This is nice. I use `column` for pretty printing CSV/TSV but it fixes two tiny g...

darrenf · on March 16, 2023

> `jq` supports `@csv` for output conversion but not input

Actually, `jq` can cope with trivial CSV input like your example, - `jq -R 'split(",")'` will turn a CSV into an array of arrays. To then sort it in reverse order by 3rd column and retain the header, the following fell out of my fingers (I'm beyond certain that a more skilled `jq` user than me could improve it):

     jq -R 'split(",")' example.csv | jq -sr '[[.[0]],.[1:]|sort_by(.[4])|reverse|.[]]|.[]|@csv'

    "color","shape","flag","index"
    "red","square","0","77"
    "purple","triangle","0","51"
    "red","square","0","48"
    "red","circle","1","16"
    "red","square","1","15"
    "yellow","triangle","1","11"

NB. there is also an entry in the `jq` cookbook for parsing CSVs into arrays of objects (and keeping numbers as numbers, dealing with nulls, etc) https://github.com/stedolan/jq/wiki/Cookbook#convert-a-csv-f...

asicsp · on March 16, 2023

Another option (based on https://unix.stackexchange.com/q/11856/109046):

    (sed -u '1q' ; sort -r -k4 -t',') <example.csv | column -ts','

2h · on March 16, 2023

> sorting with skipped headers is a mess

I like these command line tools, but I think they can cripple someone actually learning programming language.
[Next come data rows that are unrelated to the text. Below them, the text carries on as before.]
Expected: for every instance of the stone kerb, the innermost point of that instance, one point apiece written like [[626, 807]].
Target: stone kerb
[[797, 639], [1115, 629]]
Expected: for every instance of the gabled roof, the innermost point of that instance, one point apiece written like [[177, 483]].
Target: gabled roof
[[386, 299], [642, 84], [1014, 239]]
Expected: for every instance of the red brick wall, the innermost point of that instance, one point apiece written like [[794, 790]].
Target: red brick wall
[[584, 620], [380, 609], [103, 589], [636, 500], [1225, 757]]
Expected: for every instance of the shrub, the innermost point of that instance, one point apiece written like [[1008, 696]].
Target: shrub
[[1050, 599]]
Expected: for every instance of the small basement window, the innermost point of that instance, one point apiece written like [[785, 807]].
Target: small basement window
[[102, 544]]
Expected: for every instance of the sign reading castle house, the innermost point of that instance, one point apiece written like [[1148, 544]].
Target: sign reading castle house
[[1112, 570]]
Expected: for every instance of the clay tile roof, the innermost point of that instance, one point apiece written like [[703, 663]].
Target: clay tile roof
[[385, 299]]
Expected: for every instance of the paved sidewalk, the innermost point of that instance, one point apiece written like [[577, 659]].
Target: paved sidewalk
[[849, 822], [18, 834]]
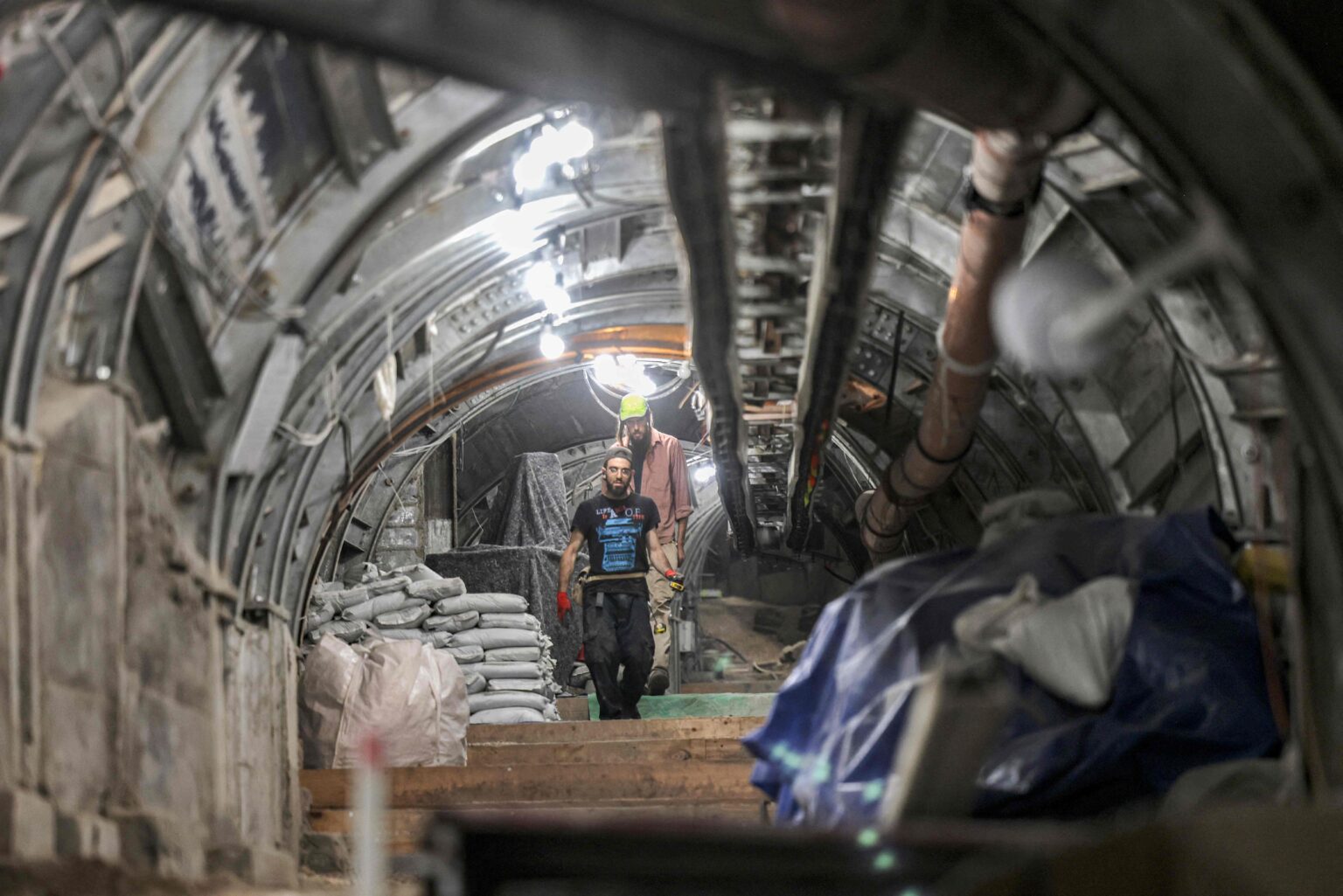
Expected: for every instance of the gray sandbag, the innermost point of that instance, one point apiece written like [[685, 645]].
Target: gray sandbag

For example, here is a short program that does your last example:

https://go.dev/play/p/9bASZ97lLWv

cosmojg · on March 16, 2023

It's a matter of perspective.

I like programming languages, but I think they can cripple someone actually learning Unix!

At the end of the day, you should just use whatever tools make you the most productive most quickly.

coldtea · on March 16, 2023

The whole point of UNIX userland is to not have to write a custom program for every simple case that just needs recombining some existing basic programs in a pipeline...

2h · on March 16, 2023

> simple case

that's just it though, the last example is not a simple case, hence why the last example is awkward by the commenters own admission. command line tools are fine, but you need to know when to set the hammer down and pick up the chainsaw.

coldtea · on March 16, 2023

>the last example is not a simple case

As far as shell scripting goes, this is hardly anything to write home about. Looks simple enough to me.

It just retains the header by printing the header first as is, and then sorting the lines after the header. It's immediately obvious how to do it to anybody who knows about head and tail.

And with Miller it's even simpler than that, still on the command line...

carb · on March 16, 2023

To me the last example is still simple. When I encounter this in the wild, I don't really care about preserving the header.

  tail -n +2 example.csv | sort -r -k4 -t','

Or more often, I just do this and ignore the header

  sort -r -k4 -t',' example.csv

Keeping the header feels awkward, but using `sort` to reverse sort by a specific column is still quicker to type and execute (for me) than writing a program.

gabrielsroka · on March 16, 2023

I thought the Go code looked way too complex and Python would be simpler. Yes and no.

  import csv
  
  filename = 'example.csv'
  sort_by = 'index'
  reverse = True
  
  with open(filename) as f:
      lines = [d for d in csv.DictReader(f)]
  
  for line in lines:
      line['index'] = int(line['index'])
  lines.sort(key=lambda line: line[sort_by], reverse=reverse)
  print(','.join(lines[0].keys()))
  for line in lines:
      print(','.join(str(v) for v in line.values()))

cmdlineluser · on March 16, 2023

Perhaps a `DictWriter` would simplify things:

    import csv
    import sys
    
    filename = "example.csv"
    sort_by = "index"
    reverse = True
    
    with open(filename, newline="") as f:
        reader = csv.DictReader(f)
        writer = csv.DictWriter(sys.stdout, fieldnames=reader.fieldnames)
        writer.writeheader()
        writer.writerows(sorted(reader, key=lambda row: int(row[sort_by]), reverse=reverse))

gabrielsroka · on March 16, 2023

I thought about that but 1) it seemed like cheating to write to standard out, 2) you're assuming that the column to sort by is an integer whereas I broke that code up a little bit.

But yours has the advantage of being able to support more complex CSVs.